The ability to evaluate the results is a very important part of solving hard problems. If there are metrics that can be used to compare results this component is not particularly difficult. However, that is a very large "if". In general this requires judgment, and good judgment is frequently associated with a history of burned fingers.

Hard Problems

The first question when considering the issue of hard problems is: Why put out the effort to solve them? There are two basic reasons for attacking hard problems. Either the problem is significant or finding the solution is satisfying. Puzzles and games appeal purely to the latter motivation. Solving significant problems have a strong tendency to provide economic benefits to the solver, either directly, or via an organization they are a member of.

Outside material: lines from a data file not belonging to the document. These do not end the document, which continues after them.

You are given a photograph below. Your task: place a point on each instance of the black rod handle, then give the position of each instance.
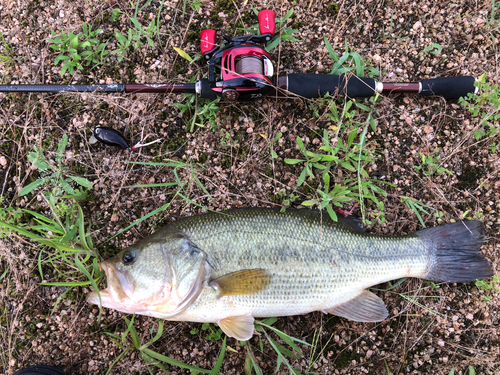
(448, 87)
(63, 88)
(317, 85)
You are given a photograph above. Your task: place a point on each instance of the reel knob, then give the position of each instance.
(207, 42)
(230, 94)
(267, 22)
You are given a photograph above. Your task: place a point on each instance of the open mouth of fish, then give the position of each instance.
(119, 293)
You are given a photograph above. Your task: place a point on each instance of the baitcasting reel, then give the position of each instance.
(239, 69)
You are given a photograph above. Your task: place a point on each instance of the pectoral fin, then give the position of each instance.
(239, 327)
(241, 282)
(366, 307)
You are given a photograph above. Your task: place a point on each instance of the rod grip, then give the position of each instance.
(62, 88)
(448, 87)
(317, 85)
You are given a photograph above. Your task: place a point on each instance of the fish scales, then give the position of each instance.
(313, 264)
(233, 266)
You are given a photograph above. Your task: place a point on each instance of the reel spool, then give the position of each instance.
(240, 70)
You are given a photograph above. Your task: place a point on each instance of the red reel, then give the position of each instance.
(240, 69)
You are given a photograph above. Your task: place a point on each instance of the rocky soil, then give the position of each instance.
(431, 331)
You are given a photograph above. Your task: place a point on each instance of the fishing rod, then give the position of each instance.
(241, 69)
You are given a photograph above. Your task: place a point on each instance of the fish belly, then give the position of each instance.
(313, 264)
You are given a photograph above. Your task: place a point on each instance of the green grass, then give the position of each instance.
(346, 150)
(77, 50)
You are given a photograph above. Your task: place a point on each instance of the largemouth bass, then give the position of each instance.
(228, 268)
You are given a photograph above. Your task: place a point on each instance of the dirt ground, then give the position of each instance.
(431, 331)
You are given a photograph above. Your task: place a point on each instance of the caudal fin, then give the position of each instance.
(455, 248)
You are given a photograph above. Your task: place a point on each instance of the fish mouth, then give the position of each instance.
(119, 292)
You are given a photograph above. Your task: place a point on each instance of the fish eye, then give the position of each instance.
(129, 257)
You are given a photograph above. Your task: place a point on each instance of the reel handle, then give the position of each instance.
(207, 40)
(267, 22)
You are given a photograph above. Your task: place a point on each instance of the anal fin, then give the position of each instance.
(239, 327)
(366, 307)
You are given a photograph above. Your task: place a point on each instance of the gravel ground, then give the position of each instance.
(454, 329)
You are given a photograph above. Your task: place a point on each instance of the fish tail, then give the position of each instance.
(454, 250)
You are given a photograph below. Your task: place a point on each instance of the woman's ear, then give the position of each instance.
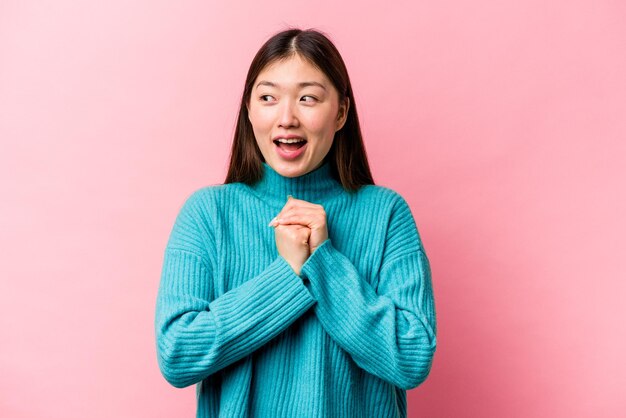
(342, 115)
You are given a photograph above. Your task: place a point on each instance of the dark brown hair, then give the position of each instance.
(347, 156)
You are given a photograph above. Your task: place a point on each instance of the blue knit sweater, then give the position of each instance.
(346, 338)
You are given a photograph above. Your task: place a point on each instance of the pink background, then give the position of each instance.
(501, 122)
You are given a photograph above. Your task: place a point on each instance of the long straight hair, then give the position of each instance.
(347, 156)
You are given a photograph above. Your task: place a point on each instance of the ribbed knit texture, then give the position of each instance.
(346, 338)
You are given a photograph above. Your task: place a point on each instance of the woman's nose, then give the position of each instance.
(287, 117)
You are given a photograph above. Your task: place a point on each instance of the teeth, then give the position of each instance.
(290, 141)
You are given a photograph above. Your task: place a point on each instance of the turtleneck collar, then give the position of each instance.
(316, 186)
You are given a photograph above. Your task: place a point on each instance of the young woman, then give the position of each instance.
(297, 288)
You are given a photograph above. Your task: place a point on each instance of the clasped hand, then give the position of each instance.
(300, 227)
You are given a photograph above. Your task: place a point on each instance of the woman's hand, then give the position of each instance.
(306, 214)
(292, 242)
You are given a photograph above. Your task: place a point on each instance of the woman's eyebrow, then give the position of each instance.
(303, 84)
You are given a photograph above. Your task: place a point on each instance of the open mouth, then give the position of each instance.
(290, 146)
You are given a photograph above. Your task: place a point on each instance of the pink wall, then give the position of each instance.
(502, 122)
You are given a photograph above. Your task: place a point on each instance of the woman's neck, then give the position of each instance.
(315, 186)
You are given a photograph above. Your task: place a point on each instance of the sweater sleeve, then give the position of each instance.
(390, 331)
(197, 334)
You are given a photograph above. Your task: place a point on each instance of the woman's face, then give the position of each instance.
(293, 100)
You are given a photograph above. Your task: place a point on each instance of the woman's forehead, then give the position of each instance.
(292, 71)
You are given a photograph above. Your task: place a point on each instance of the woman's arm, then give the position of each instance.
(390, 331)
(197, 335)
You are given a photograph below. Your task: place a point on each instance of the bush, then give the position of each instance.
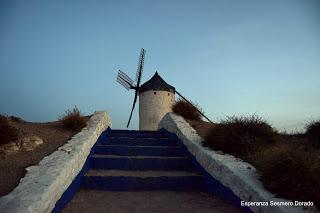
(187, 110)
(313, 133)
(73, 120)
(289, 171)
(7, 132)
(240, 135)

When looking at problems taxonomy arises quickly. What kind of hard problems are we looking at? At this point in this blog I am looking at 2 kinds of problems, software design and software debugging. Or, how do you do THIS?, and why is it doing THAT?

Code Quality

First: Which aspect of code quality am I concerned with here? Of all the qualities that code has correctness takes pride of place, if it is not correct not a lot else matters. However, this is not what most people assume by the phrase "code quality" since it is assumed as a basic attribute, rather than a distinguishing attribute. Then there are the performance qualities, time and space. Given Moore's Law (even after running off the end of it for speed), optimizing compilers, and other advances this is not an issue in the small. If there are performance issues they need to be addressed (in the absence of pathology) with algorithmic and architectural attacks.

For me, the prime code quality issue that is contentious enough to write about is comprehensibility. If people can read the code it will be maintainable, portable, and all the other things that people want in code when they are looking at it.

What drives comprehensibility? Or, to flip the question, what drives incomprehensibility? In computer programs the primary barrier to understanding is complexity. One of the primary controllable factors driving complexity is scale (this also applies to looking at computer systems and projects at higher levels).

To reduce complexity, reduce the scale.

This means that computer programs need to be factored into small subroutines. Keeping routines small requires constructing them from lower level abstractions. Identifying those abstractions and designing good interfaces for them are the primary skills required to create good code.